La recién nombrada directora creativa de Givenchy, Sarah Burton, pasó más de 20 años definiendo la identidad de Alexander McQueen, pero cuando dejó el cargo en 2023, fue, quien la reemplazó fue, una vez más, un hombre. Louise Trotter, ahora al frente de Bottega Veneta, sigue la estela de una lista de nombres masculinos, todos ellos sinónimos de poder en la moda. Antes, Phoebe Philo, cuya etapa en Céline redefinió la moda de lujo e inspiró a toda una generación, decidió dar un paso atrás y saltar del engranaje corporativo en marcha para lanzar su propia firma independiente. Y aunque la llegada de Veronica Leoni a Calvin Klein marca un avance, es una de las pocas mujeres en romper con un sistema hipermasculinizado.
El mito del genio
Durante décadas, la moda de lujo ha sido presa de la obsesión por el genio masculino solitario: una suerte de enfant terrible cuya visión singular parece estar destinada a definir una era. Desde Yves Saint Laurent a Alexander McQueen, la narrativa de los grandes disruptores de la moda ha sido predominantemente masculina, perpetuando un ciclo en el que el poder se transmite, aparentemente, dentro de una jerarquía cerrada y en eterna retroalimentación.

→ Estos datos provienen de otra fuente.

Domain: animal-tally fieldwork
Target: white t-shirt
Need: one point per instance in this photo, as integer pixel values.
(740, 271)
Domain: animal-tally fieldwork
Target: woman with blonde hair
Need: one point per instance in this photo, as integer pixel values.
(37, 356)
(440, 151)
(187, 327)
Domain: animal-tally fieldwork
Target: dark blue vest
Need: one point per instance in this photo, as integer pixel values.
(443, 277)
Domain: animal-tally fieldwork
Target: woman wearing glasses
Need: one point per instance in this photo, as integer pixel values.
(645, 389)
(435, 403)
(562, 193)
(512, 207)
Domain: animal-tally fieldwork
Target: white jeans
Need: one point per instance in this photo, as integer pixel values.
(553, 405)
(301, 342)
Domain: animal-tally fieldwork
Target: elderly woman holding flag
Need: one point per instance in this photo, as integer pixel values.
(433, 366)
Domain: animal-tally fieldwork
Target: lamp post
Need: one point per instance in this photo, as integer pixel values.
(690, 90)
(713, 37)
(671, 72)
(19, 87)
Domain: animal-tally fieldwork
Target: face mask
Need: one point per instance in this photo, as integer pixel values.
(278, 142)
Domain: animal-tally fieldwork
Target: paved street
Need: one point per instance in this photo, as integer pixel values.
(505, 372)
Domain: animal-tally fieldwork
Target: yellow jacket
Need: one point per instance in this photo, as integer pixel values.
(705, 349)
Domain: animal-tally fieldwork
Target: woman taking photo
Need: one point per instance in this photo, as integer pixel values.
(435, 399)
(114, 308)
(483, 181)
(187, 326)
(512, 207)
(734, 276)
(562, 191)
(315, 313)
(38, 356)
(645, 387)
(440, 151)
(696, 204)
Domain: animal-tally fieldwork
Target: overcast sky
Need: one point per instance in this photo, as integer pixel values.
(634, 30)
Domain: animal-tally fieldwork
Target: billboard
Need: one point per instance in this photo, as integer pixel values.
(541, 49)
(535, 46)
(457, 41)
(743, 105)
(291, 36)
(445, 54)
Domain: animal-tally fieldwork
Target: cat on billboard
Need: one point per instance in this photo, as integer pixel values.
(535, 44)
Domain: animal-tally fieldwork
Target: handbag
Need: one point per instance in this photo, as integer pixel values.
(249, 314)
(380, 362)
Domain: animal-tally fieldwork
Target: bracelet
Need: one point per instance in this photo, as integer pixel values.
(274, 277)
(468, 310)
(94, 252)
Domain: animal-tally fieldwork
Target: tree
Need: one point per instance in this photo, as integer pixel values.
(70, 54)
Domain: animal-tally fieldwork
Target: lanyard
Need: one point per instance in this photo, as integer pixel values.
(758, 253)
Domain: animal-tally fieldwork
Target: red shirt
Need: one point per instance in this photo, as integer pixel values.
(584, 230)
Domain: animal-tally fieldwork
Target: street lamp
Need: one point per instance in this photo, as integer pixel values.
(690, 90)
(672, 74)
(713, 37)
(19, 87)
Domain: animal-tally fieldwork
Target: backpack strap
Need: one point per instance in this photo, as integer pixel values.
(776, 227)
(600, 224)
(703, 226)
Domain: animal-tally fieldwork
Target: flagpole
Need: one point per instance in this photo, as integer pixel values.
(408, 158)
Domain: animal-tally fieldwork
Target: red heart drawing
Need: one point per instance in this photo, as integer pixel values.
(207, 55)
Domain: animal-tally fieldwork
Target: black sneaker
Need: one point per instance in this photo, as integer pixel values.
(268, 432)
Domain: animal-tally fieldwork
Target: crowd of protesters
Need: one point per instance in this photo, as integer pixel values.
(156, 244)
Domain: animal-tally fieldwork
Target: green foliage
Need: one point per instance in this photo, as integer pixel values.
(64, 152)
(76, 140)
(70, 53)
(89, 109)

Las mujeres, en cambio, rara vez reciben ese estatus mítico. A pesar de la influencia sísmica de Coco Chanel, su liderazgo es observado desde el escepticismo, a menudo atribuyendo su éxito a sus equipos antes que a su propia fuerza creativa.
Al mismo tiempo, la moda de lujo prosigue en su ya conocido juego de las “sillas musicales”, danzando alrededor del mismo grupo de directores creativos para ocupar las posiciones más codiciadas. Da la sensación de que los diseñadores que aún no han probado ser auténticos visionarios reciben el beneficio de la duda, mientras que sus homólogas deben acreditar su valía en cada paso, sin excepción.

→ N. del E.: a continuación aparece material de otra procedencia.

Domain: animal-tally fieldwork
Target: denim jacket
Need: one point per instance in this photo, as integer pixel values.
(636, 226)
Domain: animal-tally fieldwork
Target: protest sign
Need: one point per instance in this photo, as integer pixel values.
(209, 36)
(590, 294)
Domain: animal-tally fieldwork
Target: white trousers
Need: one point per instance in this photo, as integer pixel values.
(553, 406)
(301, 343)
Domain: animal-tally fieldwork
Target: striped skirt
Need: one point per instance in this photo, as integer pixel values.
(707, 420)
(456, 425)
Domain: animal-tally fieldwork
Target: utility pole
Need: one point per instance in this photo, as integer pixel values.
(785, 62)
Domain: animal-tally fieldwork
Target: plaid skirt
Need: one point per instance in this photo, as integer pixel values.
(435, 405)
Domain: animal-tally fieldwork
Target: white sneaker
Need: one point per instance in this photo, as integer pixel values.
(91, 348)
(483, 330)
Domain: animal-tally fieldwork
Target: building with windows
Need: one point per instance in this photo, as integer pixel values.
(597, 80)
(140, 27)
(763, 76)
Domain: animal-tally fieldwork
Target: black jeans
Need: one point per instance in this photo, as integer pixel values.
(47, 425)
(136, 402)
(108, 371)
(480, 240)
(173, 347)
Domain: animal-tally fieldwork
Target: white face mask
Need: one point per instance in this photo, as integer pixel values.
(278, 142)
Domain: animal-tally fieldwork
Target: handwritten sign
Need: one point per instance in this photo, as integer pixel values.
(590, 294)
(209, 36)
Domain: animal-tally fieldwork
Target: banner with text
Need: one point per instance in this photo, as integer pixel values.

Barreras más allá del talento
No es cuestión de savoir faire, sino de quién tiene acceso al poder. Alcanzar la cima, ya sea en la moda en concreto o en la vida común en general, no solo depende de una creatividad brillante, sino de contactos, privilegios y sesgos profundamente enraizados. Las maisons todavía apuestan por promociones internas, y el sistema no hace más que alimentar el desequilibrio actual al recaer las decisiones en manos de pocos—mayoritariamente, hombres.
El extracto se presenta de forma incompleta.